Sorry Delhi, You May Soon Have To Tone Down The Wedding Extravaganza

This is an attempt to prevent food wastage and avoid traffic snarls caused due to wedding processions

Delhiites, you might want to think about toning down the big fat Delhi shaadi. Why? On Tuesday, the Delhi chief secretary has informed the Supreme Court that the government will formulate a policy to limit the number of guests and food availability in such events. The proposal mainly aims to prevent food wastage and avoid traffic snarls caused due to wedding processions.

A Times of India report explains that this was done in order to curb the massive waste of food and excess use of water at lavish wedding parties and other functions.
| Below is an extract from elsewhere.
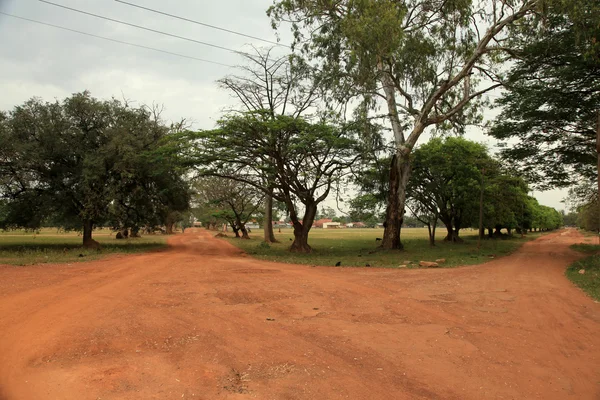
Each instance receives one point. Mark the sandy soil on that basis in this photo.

The Supreme Court had, last week, termed it as “unacceptable” in a city that faces a shortage of drinking water and has alleged starvation deaths. Therefore, the Delhi chief secretary Vijay Dev was asked to come up with a plan to address this problem.
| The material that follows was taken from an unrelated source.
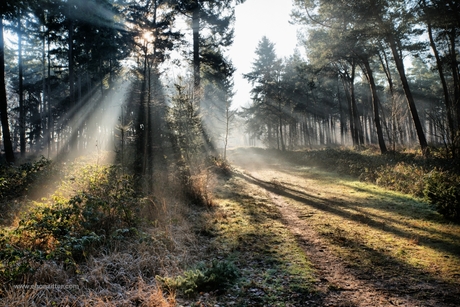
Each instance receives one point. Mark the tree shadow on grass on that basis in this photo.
(393, 275)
Image used for representational purpose only. Credit: The Indian Express

Dev claimed that a “balance has to be maintained between the requirements of the rich and the poor” who live in the city. He also said that the Delhi government and the Lieutenant Governor had been discouraged the show of wealth that the rich often indulge in, which often causes public inconvenience.

“We are also told that there are hundreds of motels and farmhouses carrying out similar activities with varying degrees of coverage of pandals. One can only imagine the amount of water required for carrying on the functions… That apart, we also find that tons of food are served in these functions and a large quantity of food goes waste,” the court had observed.

The Hindu Businessline reports that the Indian wedding market is around $50 billion (around Rs 33,000 crore), which is the world’s second-largest after the US. The market is also growing exponentially at 20 per cent per year. The report says that an average Indian spends nearly one-fifth of his/her wealth on weddings. This market is also being eyed by foreign players that have set up shop in India.